Саске это даже немного удивило – он ожидал, что к нему, как к какой-нибудь позорной блуднице, сбежится вся стая с криками: «Разорвать!».
Его тащили все дальше по лагерю, когда Саске вдруг будто кожей почувствовал чье-то пристальное внимание. Он даже растерялся – его так спокойно и презрительно игнорировали, что он уже начал воспринимать это как данность. Беспокойно заозиравшись, Саске наконец понял, откуда шел этот обеспокоивший его взгляд.
Чуть поодаль от своих «товарищей», у самой кромки окружавшего лагерь леса стоял, прислонившись спиной к дереву, невысокий, хорошо сложенный, правда, парень со светлыми волосами, на которых причудливо плясали тени, отбрасываемые ближайшим костром. В свете огня было прекрасно видно, как чуть поблескивают его глаза – по-звериному жутковато.
Саске хоть и видел в своей жизни кучу омег, к их глазам привыкнуть никак не мог – этот чертов сверкающий ободок вокруг зрачка его всегда немного беспокоил, в очередной раз доказывая, что омеги больше звери, чем люди.
Пристальное внимание начинало беспокоить. В темноте по одному только блеску глаз Саске не мог понять, чего от него хотят, поэтому уже немного нервничал. Не так, чтобы омеги это почуяли, но достаточно, чтобы чувствовать себя еще хуже, чем было. Саске, пересиливая себя, отвернулся, хотя теперь больше всего на свете ему хотелось подойти и потребовать ответа. Глупо, но зато что-то определенное. В отличие от его нынешнего почти плачевного положения…
Наконец, «путешествие» закончилось. Его сгрудили в одной из на удивление просторных палаток, крепко привязали за руки и торс к широкому столбу, вбитому в землю в центре. Напоследок его еще раз обшарили и, как бы Саске ни пытался это скрыть, все-таки нашли спрятанный кинжал, сиротливо ютившийся на его голени.

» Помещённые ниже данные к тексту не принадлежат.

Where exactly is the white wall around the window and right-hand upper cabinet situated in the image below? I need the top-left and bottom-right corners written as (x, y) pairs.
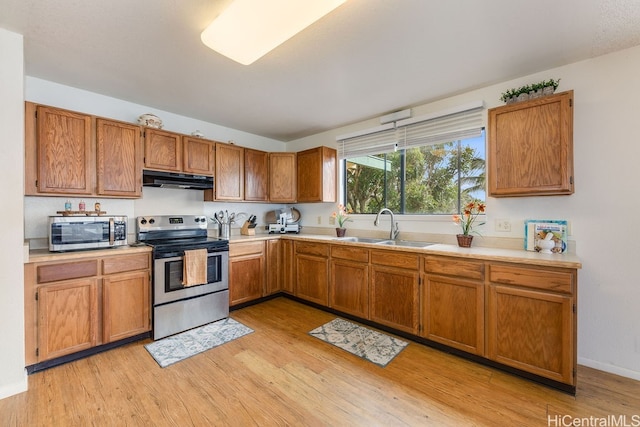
top-left (289, 47), bottom-right (640, 379)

Напоследок один из омег издевательски бросил на плотный тканевый пол бутылку воды. Саске пнул ее ногой, но попасть по ухмыляющейся роже было проблематично, так что ничего из его бунта не вышло. Оборотень дернул за цепочку лампы, и палатка осветилась мягким, почти матовым, светом.

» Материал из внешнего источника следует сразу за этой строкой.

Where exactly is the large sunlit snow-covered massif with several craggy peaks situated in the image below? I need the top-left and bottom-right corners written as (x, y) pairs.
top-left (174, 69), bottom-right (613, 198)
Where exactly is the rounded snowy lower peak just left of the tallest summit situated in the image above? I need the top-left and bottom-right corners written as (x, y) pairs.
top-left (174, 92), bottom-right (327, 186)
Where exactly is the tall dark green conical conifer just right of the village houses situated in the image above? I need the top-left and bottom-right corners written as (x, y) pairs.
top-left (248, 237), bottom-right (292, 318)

- Чтобы не страшно было, - издевательски пояснил омега и ушел.
Он остался один. На темной ткани палатки причудливо играли блики костров, свет ламп и тени – ночь будто и не тревожила оборотней. Они были, в отличие от Саске, в своей стихии, и ночью жизнь каждого омеги кипела, подпитываемая близостью леса и стаи.
Саске, извернувшись в немыслимой (как ему раньше казалось) позе, с усилием опустил связанные руки ниже, пытаясь нащупать хоть что-нибудь. Он ощупывал плотную ткань пола, надеясь найти под ней хоть что-нибудь: камень, стекляшку, да даже ветку! Хотя зачем ему ветка?
Саске раздраженно рыкнул и выпрямился обратно, чувствуя, как ноет после его «гимнастики» все тело. Оборотни, к его большому сожалению, умели неплохо связывать, используя свою дурацкую физическую силу.
Так и не добившись ни в чем успеха, Саске перестал дергаться и дал себе небольшую передышку. Небольшой, правда, не получилось – Саске, несмотря на свое твердое желание ни за что не закрывать глаза, почти сразу уснул. Проснулся он от какого-то шума перед палаткой.
До Саске смутно доносились птичьи неуверенные трели – значит, было три или четыре утра, когда дневная живность только начинает пробуждаться. Он изо всех сил прислушивался, но не смог разобрать ни слова: у оборотней был прекрасный слух, а врожденная жажда конспирации приучила их говорить друг с другом тише.